Benchmarking: What Good Looks Like in Australian Workplaces
Without benchmarks, a score of 62/100 on job demands tells you nothing about whether that is a problem or an achievement. OccuSpan's population dataset — drawn from over 340,000 Australian worker survey responses across mining, construction, healthcare, logistics, and professional services — provides sector-specific percentile rankings for each of the 14 ISO 45003 domains.
Across all sectors, the three domains with the lowest average scores in the 2025 data cycle were:
- →Organisational justice — average 51/100 (lowest in healthcare and public administration)
- →Organisational change management — average 49/100 (lowest in mining and resources during transition periods)
- →Recognition and reward — average 53/100 (lowest in logistics and warehousing)
Knowing where your organisation sits relative to sector peers matters because a regulator is unlikely to accept "our scores are typical for our industry" as a defence if those typical scores fall below 50/100. What it does give you is a prioritisation tool — if your justice score is 48/100 against a sector average of 51/100, that is a targeted problem requiring targeted controls, not a culture-transformation programme.
Frequently Asked Questions
Is a staff wellbeing survey legally required in Australia?
There is no specific Act that mandates a survey, but Work Health and Safety laws — including the model WHS Act 2011 (adopted in most jurisdictions) and the harmonised WHS Regulations — require PCBUs to identify and manage psychosocial hazards. A wellbeing survey is one of the most defensible ways to document that you have consulted workers and identified risks, satisfying the duty to consult under s.47 of the model WHS Act.
How often should we run a staff wellbeing survey?
Annual whole-of-workforce surveys are the industry standard for baseline tracking, supplemented by quarterly pulse checks (5–8 questions) targeting high-risk work groups. After a significant organisational change — restructure, leadership change, or a notifiable incident — a targeted survey within 30 days is considered best practice under ISO 45003:2021.
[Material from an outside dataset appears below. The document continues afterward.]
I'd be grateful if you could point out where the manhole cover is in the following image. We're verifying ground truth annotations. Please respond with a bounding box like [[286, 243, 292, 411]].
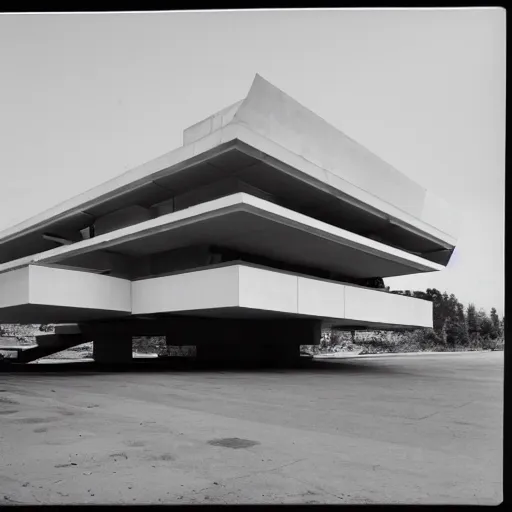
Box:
[[208, 437, 260, 448]]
What response rate is considered statistically meaningful for a workplace survey?
For workforces under 200 people, aim for 60% or above. For larger organisations, 40% can still produce statistically significant findings at departmental level provided the sample is reasonably representative across shifts, roles, and tenure bands. Anything below 30% makes it hard to defend your risk controls at a regulator inquiry.
Can survey results be used in a Fair Work Act unfair dismissal case?
Yes — and this cuts both ways. Survey data showing an employee raised wellbeing concerns that were ignored can support an adverse action claim under Part 3-1 of the Fair Work Act 2009 (Cth). Conversely, documented survey processes and responses can demonstrate the employer took the complaints seriously. Keep anonymised aggregate data for at least seven years.
Should a staff wellbeing survey cover physical health or only psychological risk?
Both. ISO 45003:2021 defines psychosocial health broadly and acknowledges the interaction between physical and psychological demands. A survey covering musculoskeletal discomfort, fatigue, sleep quality, and physical workload alongside psychological items gives you the full picture and aligns with a whole-person approach to occupational health.
What is the difference between a wellbeing survey and an engagement survey?
Engagement surveys measure discretionary effort and organisational commitment — they are primarily an HR performance tool. Wellbeing surveys identify health risks and the psychosocial hazards that drive them. They serve a WHS risk management function. Conflating the two produces data that satisfies neither purpose and can create legal exposure if a regulator determines your hazard identification process relied entirely on an engagement instrument.